Millennials in Japan have little interest in the job-hopping ways of their overseas counterparts, seeking stability and security instead. That is thwarting the Bank of Japan’s efforts to jolt the economy back to life.

By some measures, young Japanese today face the best job market in a generation, with unemployment at a two-decade low of 2.8 percent. Offers of coveted permanent positions are on the rise. Yet last year only 6.9 percent of those in the 25-to-34 age group switched jobs.

That’s a problem for the BOJ as it tries to stoke inflation and growth with its unprecedented monetary stimulus. After four years, the central bank is still waiting for the wage increases it says will fuel higher prices. Low worker mobility and a “strong preference for job security” are two of the biggest obstacles to that happening in Japan, according the International Monetary Fund.

Mizuki Yamada, 23, epitomizes the thinking that frustrates BOJ policymakers. Stability was her priority when she was looking for a job. She landed at a major bank, and she said she intends to stay there until she retires.

“I started thinking about it after I started high school,” Yamada said. “I was in a school that focused on going to university, so we were taught to study, go to university and get a job.”

Japanese employees leave jobs at less than half the rate of U.S. workers. And younger Japanese have grown even more risk-averse when it comes to employment.

Among those in their 20s, 55 percent agreed with the idea of spending their entire lives at one company, up from 34 percent in 2004, according to a survey released in September by the Japan Institute for Labor Policy and Training. Nearly 9 in 10 said they supported the idea of lifetime employment, up from 65 percent in 2004, the survey found.

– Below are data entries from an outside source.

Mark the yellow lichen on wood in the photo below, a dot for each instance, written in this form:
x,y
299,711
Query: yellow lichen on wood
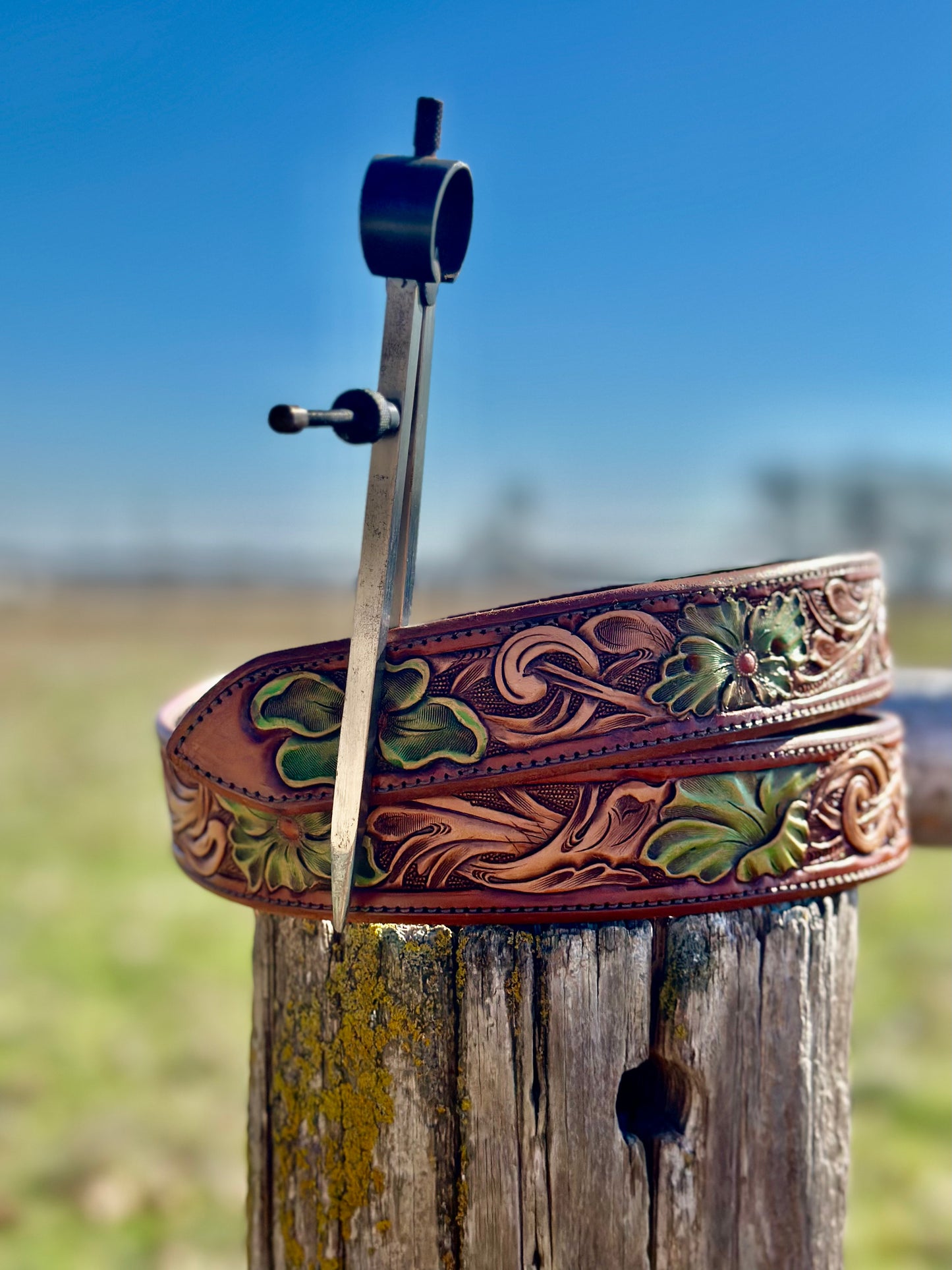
x,y
327,1130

Blame two decades of economic malaise for the shifting attitudes, said Masato Gunji, assistant director of the labor institute’s research department.

“Since they were born, they’ve only experienced bad economic conditions,” Gunji said of those in their 20s. “Even if the economy is now recovering, it’s a recovery they aren’t actually feeling.”

In contrast, young people in China “have not seen any form of downturn or recession,” said Richard King, senior managing director at Michael Page, a recruitment agency, in Tokyo. “So you’ve got a fearless employee base who can see that if a job they move to doesn’t work out, there are lots of other opportunities out there,” said King, who has worked in both China and Japan.

To be sure, changing jobs comes with unique risks in Japan, where many companies remain resistant to midcareer hires, and losing a permanent job can often result in falling into the second tier of the labor market as a nonregular employee — doomed to temporary, lower-paying positions.

“If it doesn’t work out, you could lose everything,” Yamada said. “I don’t know yet to what extent I’m able to mess up.”

Yet a fondness for security often means missing out on a valuable opportunity to increase pay. Younger workers who change jobs consistently receive increases in compensation, whereas older workers, particularly regular employees, report pay cuts.

King said the impact has become pronounced over the long term.

“I sometimes meet people who’ve been in a company for 15-20 years,” he said. “Their peers who have moved a few times, who probably went to the same university, are miles above them in earnings.”

That’s fine with Tadatoshi Sakai, 22, who joined a consulting firm this year. He said he has other priorities, including doing meaningful work and spending time with family. He, too, has no interest in changing jobs.

“Thinking about my future, my expectations aren’t too high,” he said. “I’ll work, get married, have children, and then spend time with my grandchildren in the end.”